Achieving early diagnosis: what do we need?

For lecanemab to reach the people it can help the most, we would need a restructuring of dementia services. A restructuring that involves not just the implementation of diagnostic tests for all those with suspected Alzheimer’s disease, but also broader public health initiatives that would increase the rate of early diagnoses. For instance, public education about dementia can help people recognise the wide range of dementia symptoms and seek support from healthcare earlier. To achieve earlier diagnoses also requires us to address the stigma around memory impairment and dementia, since fear can prevent people from seeking help.

Fortunately, some work is already being done to reduce stigma and educate the public about dementia. For example, several countries worldwide have ‘Dementia Friend’ initiatives (e.g., the UK, Denmark). These services teach people what it is like to live with dementia and help organisations take action to become more dementia-friendly. Take the example of a supermarket: if employees are more aware of dementia, they might be able to better understand and help someone with dementia in the store, rather than stigmatising them, and also be able to recognise signs of dementia in their own loved ones. The need for public health initiatives like these has been acknowledged by the World Health Organisation (WHO). The WHO’s Global Action Plan on Dementia aims for all countries to have a public awareness campaign on dementia by 2025, and for 50% of countries to have a dementia-friendly initiative, thereby building a more dementia-inclusive society.

The journey to a dementia diagnosis is complicated, tinged with uncertainty and littered with various actors (friends, family, colleagues, healthcare professionals) who have the chance to hinder or enhance the process.

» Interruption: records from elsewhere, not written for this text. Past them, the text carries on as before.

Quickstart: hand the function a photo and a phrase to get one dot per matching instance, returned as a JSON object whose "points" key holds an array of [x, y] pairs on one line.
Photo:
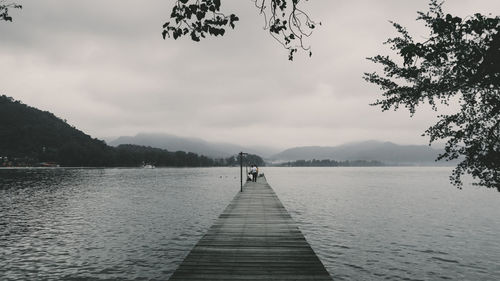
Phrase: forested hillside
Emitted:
{"points": [[29, 137]]}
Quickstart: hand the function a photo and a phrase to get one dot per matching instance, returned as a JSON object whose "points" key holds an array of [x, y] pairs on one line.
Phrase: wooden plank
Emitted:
{"points": [[255, 238]]}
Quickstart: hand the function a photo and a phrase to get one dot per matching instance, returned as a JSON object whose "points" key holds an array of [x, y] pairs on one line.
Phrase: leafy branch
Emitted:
{"points": [[285, 21], [4, 10], [459, 62]]}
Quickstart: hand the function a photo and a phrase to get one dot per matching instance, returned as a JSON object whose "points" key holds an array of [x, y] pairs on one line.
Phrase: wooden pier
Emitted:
{"points": [[255, 238]]}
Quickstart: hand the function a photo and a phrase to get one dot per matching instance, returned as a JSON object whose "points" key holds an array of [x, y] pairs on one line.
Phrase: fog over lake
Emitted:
{"points": [[378, 223]]}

Therefore, it is on all of us to combat the stigma around dementia, get to know the symptoms of Azheimer’s disease and other forms of dementia, and to become dementia friends. And thus, pharmacological innovation alone will not be enough: we need public health initiatives to help move the dial towards less stigma and earlier diagnosis. Lecanemab will only reach the people who need it if we all play our part.

What’s the difference between dementia and Alzheimer’s disease?
Dementia is an umbrella term, encompassing a range of diseases that affect cognitive function. Alzheimer’s disease is the most common form of dementia and is estimated to account for around 60-80% of dementia cases. Whilst lecanemab is only pitted as an effective treatment for early stage Alzheimer’s disease, I have occasionally referred to dementia, often in reference to care services and research which address different forms of dementia together rather than Alzheimer’s disease specifically.